In addition to numerous individual researcher laboratories, the Physics Department has a number of advanced facilities in our shared labs that are available for use by all members of the University and local businesses.


Microdevice Prototyping Facility


MPF (Microdevice Prototyping Facility) is a regional user facility which enables fabrication of state-of-the-art nanoscale electronic, mechanical, spintronic and optoelectronic devices for microscale fundamental and applied sciences. Our main facility is located on the fourth floor of the Physical Sciences building in a purpose-built 2800 square-foot facility containing an ISO class 5 (FED STD class 100) cleanroom. The facility’s capabilities to perform oxide chemical vapor deposition, deep reactive ion etching, metallization for high throughput lithography processes, and chip packaging are unique to the campus and enhances the other user facilities available on campus.

MPF’s facilities also include characterization equipment on the first floor of the Physical Sciences building on a specialty flooring that absorbs excess vibrations. For the imaging of surfaces ranging from non-conducting to conducting and from hard to soft and delicate samples, the UHV AFM/STM is the most versatile scanning probe microscope available.  The optical beam deflection detection offers unsurpassed sensitivity for low forces in contact mode AFM imaging. Instantaneous switching between AFM and STM imaging modes and simultaneous STM and AFM imaging is possible.

MPF is open to outside users and we wish to develop strong university-industry collaborations in addition to facilitate the ongoing research in the department and the university. If you’d like to learn more about our facilities and what they can do for your research, please visit us at!

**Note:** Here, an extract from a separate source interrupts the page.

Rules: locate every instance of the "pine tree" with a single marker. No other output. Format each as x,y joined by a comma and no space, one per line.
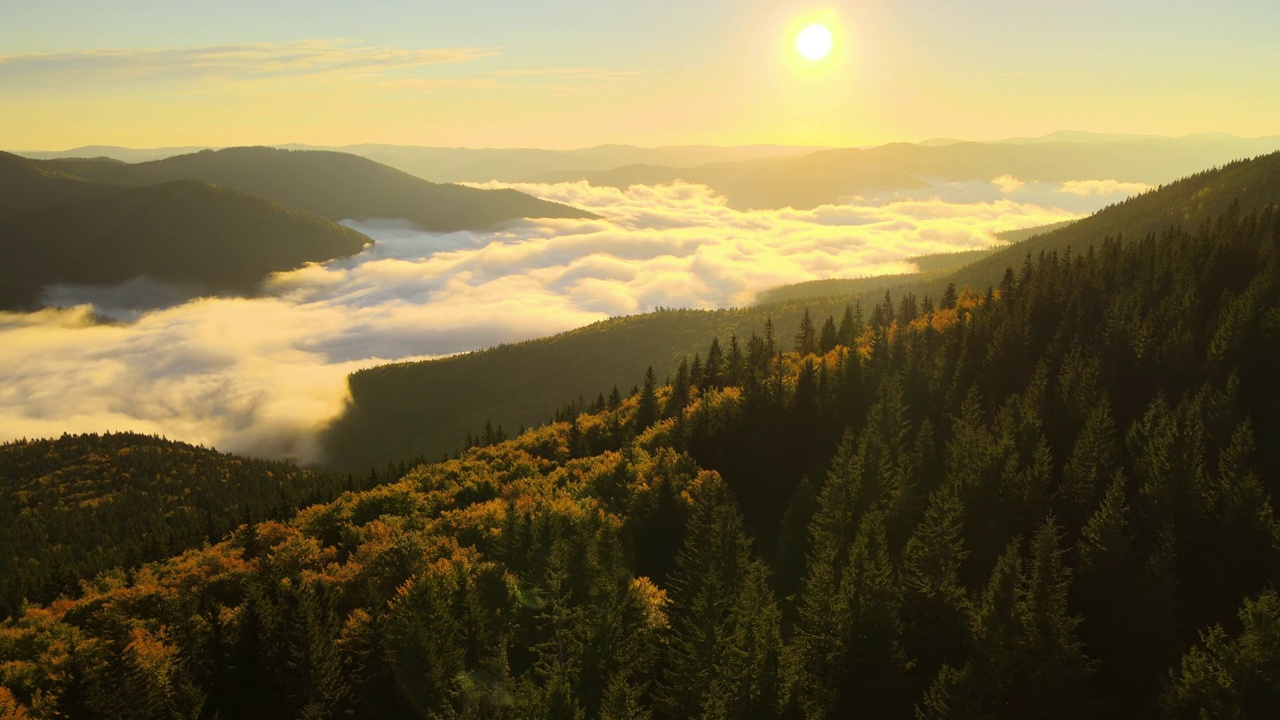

Materials Characterization Facility


To maintain U.S. competitiveness in a global technology market, research universities are challenged to build and maintain a culture of innovation, and an effective technology transfer process that makes new products and new technology available from research and development to commercialization. In 1998, recognizing that research and education in materials science and engineering is an essential enabler of most technologies and applications as well as an important technology and market on its own, UCF responded to this challenge by creating the Advanced Materials Processing and Analysis Center (AMPAC) to promote interdisciplinary research and education in materials science and engineering, and to help drive high-technology economic growth of the central Florida region.

The multi-user facilities operated by AMPAC — Materials Characterization Facility (MCF) and Advanced Microfabrication Facility (AMF) — provide state-of-the-art equipment and clean-room facilities not only to UCF researchers, but also to researchers from industry, university, and government organizations around the country.

The Materials Characterization Facility (MCF) is dedicated to providing researchers and industrial partners a place to perform characterization and analysis to advance research; classroom education and hands-on training in the use of state-of-the-art characterization equipment; user-friendly support services with expert advice and data interpretation; and to enhance competitiveness of industrial partners and boost economic development of the Central Florida region.

MCF occupies about 7,000 sq. ft. of space and is supported by 3 full-time research engineers and a full-time facilities coordinator. Collaboration with other universities is encouraged. To find out more, please visit .


Physics Machine Shop


The Physics Department Machine Shop is located in Room 146 of the Mathematical Sciences Building. It is staffed by a full time Engineer and is capable of light to medium machining and fabrication. Machines include: 3 Lathes, 2 Milling Machines, 3 Drill Presses, a Band Saw, Metal Sheer, Grinder and other assorted tools and machines. The shop serves both as a resource for experimentalists wishing to save time and labor costs by having parts made in house as well as a teaching facility for students wishing to explore the art of manufacturing their own equipment and devices. A one credit hour shop course is taught in the summer for interested students.


Robinson Observatory


Robinson Observatory is located near the south end of campus and houses a research-quality 20-inch Ritchey-Chretien telescope with a high-grade 6-megapixel CCD camera. Faculty and graduate students use this facility for research projects ranging from asteroid characterization to exoplanet transits and more. The observatory also owns a 14-inch and several 8-inch Schmidt-Cassegrain telescopes; these portable instruments are brought out every week during the academic year as part of RO’s Public Viewings. Such events are free and open to the campus community and the public.

For more information, visit:


Experimental Research Facilities


Experimental research facilities within the Department include a scanning Raman microscope, far infrared lasers, SQUID magnetometry, x-ray imaging, photoelectron spectroscopy, UHV STM/AFM, SIMS, LEED and RHEED, sputter deposition, physical vapor deposition, CVD, AFM/MFM, Auger microscopy, SEM, EBICS, and many other instruments. Students in our programs are also trained in the use of RBS and STEM through the Materials Characterization Facility. Theoretical research in condensed matter, optical physics, and atomic and molecular research as well as astronomy utilize department clusters, as well as connections to supercomputer centers. Although not all of these research facilities are available to the general public, they can be made available through contracts.